The idea that video games can spawn real-world violence is an especially hot-button topic at the moment. Just yesterday we brought you word of a new study into the effects of media violence created as a bipartisan response to the December 14 shooting in Newtown, CT. Sadly, today’s news is only tangentially related, yet much more grim.
In December, a Chinese man identified by the Chinese paper QQ Games (and then translated by Tech in Asia) as Zhao, was enjoying an unnamed web-based video game at an Internet cafe in the city of Renqiu, in China’s Hebei province. According to Chinese authorities, while Zhao was enjoying his game, the Internet service dropped, prematurely ending his fun. Zhao then approached the cafe’s owner – a man identified as Ren – to complain. The two men argued, with Ren claiming that Zhao may have downloaded a virus, causing the Internet outage, and Zhao claiming that he did no such thing. Enraged, Zhao attacked Ren with his fists. Ren attempted to defend himself with a hammer, but since he had no intention of killing Zhao, he never actually struck his assailant. Seeing Ren’s weapon, Zhao went for one of his own and repeatedly stabbed Ren with a nearby pair of scissors.
After stabbing Ren several times, Zhao then snatched away his hammer and beat Ren over the head with it until he slumped to the ground, dead. At this point, Ren’s wife (who remains unnamed) rushed over to aid her husband, only to be similarly assaulted. Zhao hit her with the hammer, stabbed her with the same scissors used against her husband, then found a kitchen knife and stabbed her with that as well.

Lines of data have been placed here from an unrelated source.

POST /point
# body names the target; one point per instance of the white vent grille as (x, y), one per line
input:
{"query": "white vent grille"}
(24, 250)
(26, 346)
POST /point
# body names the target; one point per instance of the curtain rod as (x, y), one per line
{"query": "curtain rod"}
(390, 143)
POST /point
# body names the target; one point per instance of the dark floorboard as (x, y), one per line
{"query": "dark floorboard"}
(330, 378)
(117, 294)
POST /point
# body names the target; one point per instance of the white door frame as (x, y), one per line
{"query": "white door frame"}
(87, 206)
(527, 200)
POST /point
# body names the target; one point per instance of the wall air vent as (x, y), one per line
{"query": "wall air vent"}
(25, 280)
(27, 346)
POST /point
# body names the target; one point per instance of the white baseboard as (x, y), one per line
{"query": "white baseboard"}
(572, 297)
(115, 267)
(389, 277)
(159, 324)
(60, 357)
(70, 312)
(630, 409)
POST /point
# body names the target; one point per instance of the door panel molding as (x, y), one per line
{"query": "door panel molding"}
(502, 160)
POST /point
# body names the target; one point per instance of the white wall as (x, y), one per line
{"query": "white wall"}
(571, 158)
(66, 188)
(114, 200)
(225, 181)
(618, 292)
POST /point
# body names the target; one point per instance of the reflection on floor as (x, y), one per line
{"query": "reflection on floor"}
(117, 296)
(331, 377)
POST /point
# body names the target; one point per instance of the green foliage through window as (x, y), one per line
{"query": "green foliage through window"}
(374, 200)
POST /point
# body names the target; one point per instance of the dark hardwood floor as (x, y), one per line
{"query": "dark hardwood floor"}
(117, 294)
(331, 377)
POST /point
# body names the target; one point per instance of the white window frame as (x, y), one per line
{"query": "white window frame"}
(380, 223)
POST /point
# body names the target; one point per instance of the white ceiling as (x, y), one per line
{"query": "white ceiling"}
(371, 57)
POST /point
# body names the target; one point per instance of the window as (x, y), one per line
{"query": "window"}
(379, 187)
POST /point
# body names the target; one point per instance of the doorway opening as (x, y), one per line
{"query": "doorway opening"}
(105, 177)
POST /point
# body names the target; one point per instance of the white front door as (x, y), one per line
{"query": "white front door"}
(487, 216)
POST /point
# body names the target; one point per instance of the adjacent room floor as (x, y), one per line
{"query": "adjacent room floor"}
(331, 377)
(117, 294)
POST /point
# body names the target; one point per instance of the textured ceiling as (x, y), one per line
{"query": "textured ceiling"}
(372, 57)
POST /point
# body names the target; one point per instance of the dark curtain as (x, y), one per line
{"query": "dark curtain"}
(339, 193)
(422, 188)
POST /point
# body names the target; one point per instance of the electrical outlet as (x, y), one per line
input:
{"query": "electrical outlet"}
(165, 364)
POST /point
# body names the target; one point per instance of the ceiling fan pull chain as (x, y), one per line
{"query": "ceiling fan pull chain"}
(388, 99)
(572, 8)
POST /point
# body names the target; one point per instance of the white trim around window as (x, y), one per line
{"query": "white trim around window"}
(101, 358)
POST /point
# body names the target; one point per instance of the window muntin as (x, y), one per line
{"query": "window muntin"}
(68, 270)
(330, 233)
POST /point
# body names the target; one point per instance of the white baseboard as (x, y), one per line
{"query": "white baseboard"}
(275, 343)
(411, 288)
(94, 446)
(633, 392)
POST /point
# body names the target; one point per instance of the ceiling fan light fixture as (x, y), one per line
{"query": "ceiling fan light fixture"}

With Ren and his wife dead, Zhao attempted to cover up his crime. He set the Internet cafe ablaze, tossed the murder weapons into the fire and went home. The bodies of Ren and his wife were discovered by authorities the following morning, and though justice travels slowly in China, the police eventually caught up to Zhao and arrested him days ago. Zhao is currently in custody, awaiting trial.
The Chinese government has long held that games can cause damage to the minds of the young – hence the 13 year ban on gaming consoles – so there is a very good chance that the government controlled Chinese media will implicate the nature of gaming in these brutal and despicable attacks. Along with the growing chorus coming from the West regarding violent media, this case may be used as one more circumstantial piece of evidence in the case against violent media. But the Chinese culture highly regulates and monitors what it deems as violent media, which seems to contradict that assertion. If this had not occurred in an internet cafe while Zhao was playing a game, it would most likely have been written off as a senseless crime and forgotten. Instead it may add fuel to the fire being stoked by those happy to cast aspersions on an industry they neither understand nor care about.
Even after spending thousands of hours playing video games of all shapes and sizes, the brutality of these crimes remains utterly unthinkable. Say what you will of gaming violence, but it’s hard to believe that something much more sinister didn’t motivate these murders.